Mein Heimweg wird geprägt durch Gedanken an Dich, meine Seelenverwandte! Meine Melancholie angetrieben durch meinen kleinen, silberweißen und displaylosen Begleiter, den ich an meinen Kragen geklippt habe.

Zum xten Mal formuliere ich einen Brief an Dich, den ich einfach nicht gut hinbekommen will. Seit wenigen Minuten bilde ich mir ein, endlich eine Argumentation gefunden zu haben, der Du bestimmt niemals wiederstehen kannst. Ich wiederhole sie immer und immer wieder in meinem Kopf, feile an jedem Buchstaben.
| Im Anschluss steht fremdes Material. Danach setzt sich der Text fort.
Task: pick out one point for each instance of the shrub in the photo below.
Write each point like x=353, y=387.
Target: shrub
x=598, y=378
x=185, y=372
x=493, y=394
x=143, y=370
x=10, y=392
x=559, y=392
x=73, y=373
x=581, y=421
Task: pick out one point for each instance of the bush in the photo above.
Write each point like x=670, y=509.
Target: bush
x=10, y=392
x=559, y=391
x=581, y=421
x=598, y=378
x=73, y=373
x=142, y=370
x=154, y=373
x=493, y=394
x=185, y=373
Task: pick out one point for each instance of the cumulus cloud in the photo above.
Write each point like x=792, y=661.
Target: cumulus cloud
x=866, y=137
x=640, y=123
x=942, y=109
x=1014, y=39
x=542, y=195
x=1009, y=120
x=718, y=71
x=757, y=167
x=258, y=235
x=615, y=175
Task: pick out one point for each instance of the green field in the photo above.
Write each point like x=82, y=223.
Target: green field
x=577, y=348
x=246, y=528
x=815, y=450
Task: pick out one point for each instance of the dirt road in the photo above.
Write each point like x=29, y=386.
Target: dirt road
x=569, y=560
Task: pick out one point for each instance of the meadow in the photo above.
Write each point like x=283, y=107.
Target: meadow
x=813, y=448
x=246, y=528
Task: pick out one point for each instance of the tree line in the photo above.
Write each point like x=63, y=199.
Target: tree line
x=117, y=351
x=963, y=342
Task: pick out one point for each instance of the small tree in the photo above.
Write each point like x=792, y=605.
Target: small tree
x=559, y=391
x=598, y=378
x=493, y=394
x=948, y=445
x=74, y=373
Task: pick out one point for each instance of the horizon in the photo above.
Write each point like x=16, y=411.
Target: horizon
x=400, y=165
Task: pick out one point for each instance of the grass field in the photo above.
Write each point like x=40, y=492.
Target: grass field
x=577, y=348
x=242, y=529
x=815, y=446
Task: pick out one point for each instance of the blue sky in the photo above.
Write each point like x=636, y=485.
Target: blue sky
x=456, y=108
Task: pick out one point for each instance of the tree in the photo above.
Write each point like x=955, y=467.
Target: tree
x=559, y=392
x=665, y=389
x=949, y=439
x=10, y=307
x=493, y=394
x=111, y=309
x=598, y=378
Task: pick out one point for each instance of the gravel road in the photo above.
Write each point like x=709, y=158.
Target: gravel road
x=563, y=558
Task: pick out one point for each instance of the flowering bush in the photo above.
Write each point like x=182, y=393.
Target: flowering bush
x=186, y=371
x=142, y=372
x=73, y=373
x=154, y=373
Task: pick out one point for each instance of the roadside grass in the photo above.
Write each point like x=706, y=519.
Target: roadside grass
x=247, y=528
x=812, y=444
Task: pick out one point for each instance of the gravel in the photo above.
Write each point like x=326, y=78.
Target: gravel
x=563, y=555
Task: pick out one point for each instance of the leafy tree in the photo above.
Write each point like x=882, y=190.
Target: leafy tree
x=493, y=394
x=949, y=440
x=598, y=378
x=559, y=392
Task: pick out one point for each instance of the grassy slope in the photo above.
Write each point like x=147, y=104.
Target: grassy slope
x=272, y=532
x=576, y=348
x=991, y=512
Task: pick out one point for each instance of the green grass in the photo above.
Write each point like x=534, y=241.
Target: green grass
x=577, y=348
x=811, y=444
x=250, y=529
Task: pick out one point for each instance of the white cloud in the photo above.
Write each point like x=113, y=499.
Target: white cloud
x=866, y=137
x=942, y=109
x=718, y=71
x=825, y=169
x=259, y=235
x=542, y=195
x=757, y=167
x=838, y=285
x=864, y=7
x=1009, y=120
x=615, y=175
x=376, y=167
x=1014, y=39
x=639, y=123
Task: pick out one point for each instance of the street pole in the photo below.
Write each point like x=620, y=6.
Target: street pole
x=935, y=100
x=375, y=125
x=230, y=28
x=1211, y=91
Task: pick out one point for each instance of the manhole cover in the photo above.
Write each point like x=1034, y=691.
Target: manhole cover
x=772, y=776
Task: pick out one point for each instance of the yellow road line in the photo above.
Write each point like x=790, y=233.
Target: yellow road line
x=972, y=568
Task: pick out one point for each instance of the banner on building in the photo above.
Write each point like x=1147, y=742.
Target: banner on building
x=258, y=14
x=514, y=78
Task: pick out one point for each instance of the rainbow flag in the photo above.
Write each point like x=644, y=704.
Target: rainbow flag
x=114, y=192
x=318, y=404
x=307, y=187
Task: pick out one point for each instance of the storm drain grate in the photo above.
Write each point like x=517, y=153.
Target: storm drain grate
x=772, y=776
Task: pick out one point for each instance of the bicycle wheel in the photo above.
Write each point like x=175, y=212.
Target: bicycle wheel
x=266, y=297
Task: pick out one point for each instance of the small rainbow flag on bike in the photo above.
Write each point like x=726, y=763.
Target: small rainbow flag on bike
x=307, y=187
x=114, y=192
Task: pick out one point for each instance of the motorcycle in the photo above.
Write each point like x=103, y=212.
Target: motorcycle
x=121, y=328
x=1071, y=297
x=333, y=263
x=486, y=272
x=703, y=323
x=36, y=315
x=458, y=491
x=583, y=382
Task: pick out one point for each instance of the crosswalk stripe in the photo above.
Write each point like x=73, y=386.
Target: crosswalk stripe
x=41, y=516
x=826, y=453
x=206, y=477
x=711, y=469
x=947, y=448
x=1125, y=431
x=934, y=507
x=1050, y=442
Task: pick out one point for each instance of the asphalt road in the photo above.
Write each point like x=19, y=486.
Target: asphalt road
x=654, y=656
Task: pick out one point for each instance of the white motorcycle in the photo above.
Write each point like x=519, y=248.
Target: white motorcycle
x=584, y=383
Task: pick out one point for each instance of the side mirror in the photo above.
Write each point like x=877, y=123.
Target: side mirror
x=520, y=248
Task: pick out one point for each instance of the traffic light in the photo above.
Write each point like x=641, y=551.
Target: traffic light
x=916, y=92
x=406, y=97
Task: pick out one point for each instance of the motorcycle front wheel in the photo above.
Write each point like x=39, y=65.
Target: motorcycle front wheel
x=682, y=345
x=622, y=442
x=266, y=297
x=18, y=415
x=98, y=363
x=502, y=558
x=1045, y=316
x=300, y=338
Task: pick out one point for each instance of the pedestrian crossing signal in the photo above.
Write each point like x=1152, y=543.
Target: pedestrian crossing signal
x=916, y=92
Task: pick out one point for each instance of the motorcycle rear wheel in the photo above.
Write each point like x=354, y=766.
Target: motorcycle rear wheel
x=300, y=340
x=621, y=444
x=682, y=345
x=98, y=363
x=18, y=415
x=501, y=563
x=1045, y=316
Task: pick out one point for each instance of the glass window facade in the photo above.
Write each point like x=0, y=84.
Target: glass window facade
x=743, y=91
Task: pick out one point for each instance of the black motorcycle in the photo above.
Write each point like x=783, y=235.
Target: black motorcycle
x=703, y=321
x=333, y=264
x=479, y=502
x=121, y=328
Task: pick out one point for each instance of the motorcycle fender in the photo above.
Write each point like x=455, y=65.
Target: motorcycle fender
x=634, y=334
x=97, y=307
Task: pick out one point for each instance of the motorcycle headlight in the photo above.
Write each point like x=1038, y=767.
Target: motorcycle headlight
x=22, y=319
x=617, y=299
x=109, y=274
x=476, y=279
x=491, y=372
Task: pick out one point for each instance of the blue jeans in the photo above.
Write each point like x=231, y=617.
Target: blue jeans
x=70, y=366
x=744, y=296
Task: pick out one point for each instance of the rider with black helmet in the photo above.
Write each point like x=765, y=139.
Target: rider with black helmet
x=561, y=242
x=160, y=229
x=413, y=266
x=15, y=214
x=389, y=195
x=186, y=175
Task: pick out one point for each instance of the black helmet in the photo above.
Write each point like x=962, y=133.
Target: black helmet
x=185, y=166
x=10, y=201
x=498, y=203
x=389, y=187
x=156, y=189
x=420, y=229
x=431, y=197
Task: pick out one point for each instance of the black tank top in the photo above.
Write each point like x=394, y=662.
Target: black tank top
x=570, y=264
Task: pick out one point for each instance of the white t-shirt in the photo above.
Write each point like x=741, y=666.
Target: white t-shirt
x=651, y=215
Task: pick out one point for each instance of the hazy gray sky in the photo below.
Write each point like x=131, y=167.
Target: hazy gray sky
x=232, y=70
Ich hätte nicht im Traum daran gedacht, dass diese kleine Provinzstadt mir meine Gedanken jemals klauen könnte.

Mein üblicher Heimweg und die freudige Erwartung, meine betrunkene Einsamkeit und Traurigkeit mit den eben konstruierten Sätzen mal wieder im Schlaf des Betrunkenen zu vergessen, diese immer wieder sinnlose Euphorie zu beenden, lässt mich meinen Schritt beschleunigen. Die überwiegend von kalten, hässlichen und pragmatischen Nachkriegsbauten geprägte Umgebung scheint noch weniger Notiz von mir zu nehmen als ich von ihr. Ich biege um die vorletze Ecke, bevor ich endlich in die wärmende Behaglichkeit meiner Wohnung und meines Bettes eintauchen werden kann.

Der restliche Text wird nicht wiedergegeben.